Determining if a function has a cusp, vertical tangent, corner or none at a point

[crazco]

Homework Statement

At x=3 does the function y=x^3 + (x-3)^(1/3) have a vertical tangent, cusp, corner or none?

The Attempt at a Solution

I took the derivative

y'=3x^2 + 1 / 3x^(2/3) then i replaced 3 in which gave 27 + 1 / 0

I don't understand how to come to the correct conclusion following this step.

Vertical tangent comes to mind since 1 / 0 is a vertical line, but I don't know how to prove it using limits.

 

[Dick]

You mean y'=3x^2 + 1 / 3(x-3)^(2/3), right? If you approach x=3 from below then y' goes to +infinity.
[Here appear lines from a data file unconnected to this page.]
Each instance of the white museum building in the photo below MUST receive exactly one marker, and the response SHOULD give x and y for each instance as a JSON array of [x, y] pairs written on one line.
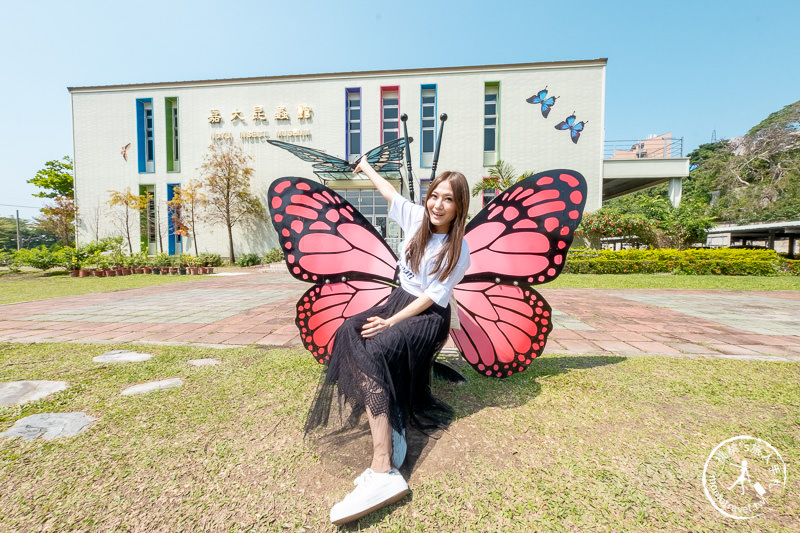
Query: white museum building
[[152, 137]]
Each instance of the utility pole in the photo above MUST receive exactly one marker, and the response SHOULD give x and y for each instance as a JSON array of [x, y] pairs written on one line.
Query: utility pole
[[19, 240]]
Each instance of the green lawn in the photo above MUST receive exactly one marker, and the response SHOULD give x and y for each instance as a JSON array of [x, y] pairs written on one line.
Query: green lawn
[[670, 281], [27, 286], [576, 443]]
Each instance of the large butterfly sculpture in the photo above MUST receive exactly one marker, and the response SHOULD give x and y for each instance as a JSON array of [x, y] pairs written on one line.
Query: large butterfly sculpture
[[519, 240], [542, 98], [575, 128], [385, 159]]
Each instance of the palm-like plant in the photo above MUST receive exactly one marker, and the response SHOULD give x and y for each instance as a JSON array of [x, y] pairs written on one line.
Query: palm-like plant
[[503, 176]]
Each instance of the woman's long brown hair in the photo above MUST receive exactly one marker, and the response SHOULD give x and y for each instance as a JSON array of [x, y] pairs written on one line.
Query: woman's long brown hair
[[448, 258]]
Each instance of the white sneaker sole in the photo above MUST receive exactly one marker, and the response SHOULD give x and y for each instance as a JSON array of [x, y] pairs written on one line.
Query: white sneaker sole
[[355, 516]]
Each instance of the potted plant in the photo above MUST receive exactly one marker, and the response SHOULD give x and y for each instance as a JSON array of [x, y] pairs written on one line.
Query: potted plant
[[191, 265], [103, 268], [163, 262]]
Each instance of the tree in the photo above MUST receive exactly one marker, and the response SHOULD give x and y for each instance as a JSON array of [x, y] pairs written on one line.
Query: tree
[[502, 175], [226, 176], [648, 220], [125, 208], [56, 178], [58, 218], [186, 206]]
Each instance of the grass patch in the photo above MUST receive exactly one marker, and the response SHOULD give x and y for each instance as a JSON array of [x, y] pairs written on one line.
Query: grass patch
[[575, 443], [670, 281], [27, 286]]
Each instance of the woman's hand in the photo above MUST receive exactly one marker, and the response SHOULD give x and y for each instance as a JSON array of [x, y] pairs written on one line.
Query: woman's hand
[[386, 189], [363, 166], [374, 326]]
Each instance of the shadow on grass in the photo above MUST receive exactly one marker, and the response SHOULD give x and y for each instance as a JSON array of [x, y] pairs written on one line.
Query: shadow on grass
[[468, 398]]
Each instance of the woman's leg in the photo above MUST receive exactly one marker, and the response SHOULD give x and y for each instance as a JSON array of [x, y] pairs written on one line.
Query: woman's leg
[[381, 442]]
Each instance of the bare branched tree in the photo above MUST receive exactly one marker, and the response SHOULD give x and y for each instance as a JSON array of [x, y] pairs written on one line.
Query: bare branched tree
[[126, 207], [226, 174]]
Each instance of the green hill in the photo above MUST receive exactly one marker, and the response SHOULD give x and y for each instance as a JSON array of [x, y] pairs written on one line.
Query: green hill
[[753, 178]]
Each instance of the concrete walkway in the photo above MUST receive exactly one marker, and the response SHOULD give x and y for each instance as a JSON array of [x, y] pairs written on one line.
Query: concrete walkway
[[258, 308]]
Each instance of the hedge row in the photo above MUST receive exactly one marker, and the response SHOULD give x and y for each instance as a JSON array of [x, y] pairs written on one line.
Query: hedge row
[[723, 261]]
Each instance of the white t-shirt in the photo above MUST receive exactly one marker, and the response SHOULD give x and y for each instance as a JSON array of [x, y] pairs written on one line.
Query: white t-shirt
[[410, 216]]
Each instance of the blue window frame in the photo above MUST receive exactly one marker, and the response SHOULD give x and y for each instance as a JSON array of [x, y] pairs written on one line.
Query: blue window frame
[[145, 145], [427, 125], [353, 123]]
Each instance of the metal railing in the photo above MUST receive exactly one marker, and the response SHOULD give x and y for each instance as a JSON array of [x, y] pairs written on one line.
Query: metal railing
[[653, 148]]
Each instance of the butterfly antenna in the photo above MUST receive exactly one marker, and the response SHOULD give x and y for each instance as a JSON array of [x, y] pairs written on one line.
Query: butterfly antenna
[[404, 118], [443, 118]]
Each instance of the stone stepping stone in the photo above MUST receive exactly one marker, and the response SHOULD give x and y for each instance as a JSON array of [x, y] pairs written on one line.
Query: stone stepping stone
[[204, 362], [144, 388], [122, 356], [49, 425], [20, 392]]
I you approach it from above it also goes to +infinity. y is also continuous at x=3. Looks like a vertical tangent to me.

 

[LCKurtz]

Homework Statement

At x=3 does the function y=x^3 + (x-3)^(1/3) have a vertical tangent, cusp, corner or none?

The Attempt at a Solution

I took the derivative

y'=3x^2 + 1 / 3x^(2/3)

Is that really what you got?? It's either a typo or a mis-calculation.

then i replaced 3 in which gave 27 + 1 / 0

I don't understand how to come to the correct conclusion following this step.

Vertical tangent comes to mind since 1 / 0 is a vertical line, but I don't know how to prove it using limits.

If you have a positive infinite limit from both the left right that suggests a vertical line alright. You can tell whether it is vertical tangent line or cusp by looking at concavity on each side of x = 3.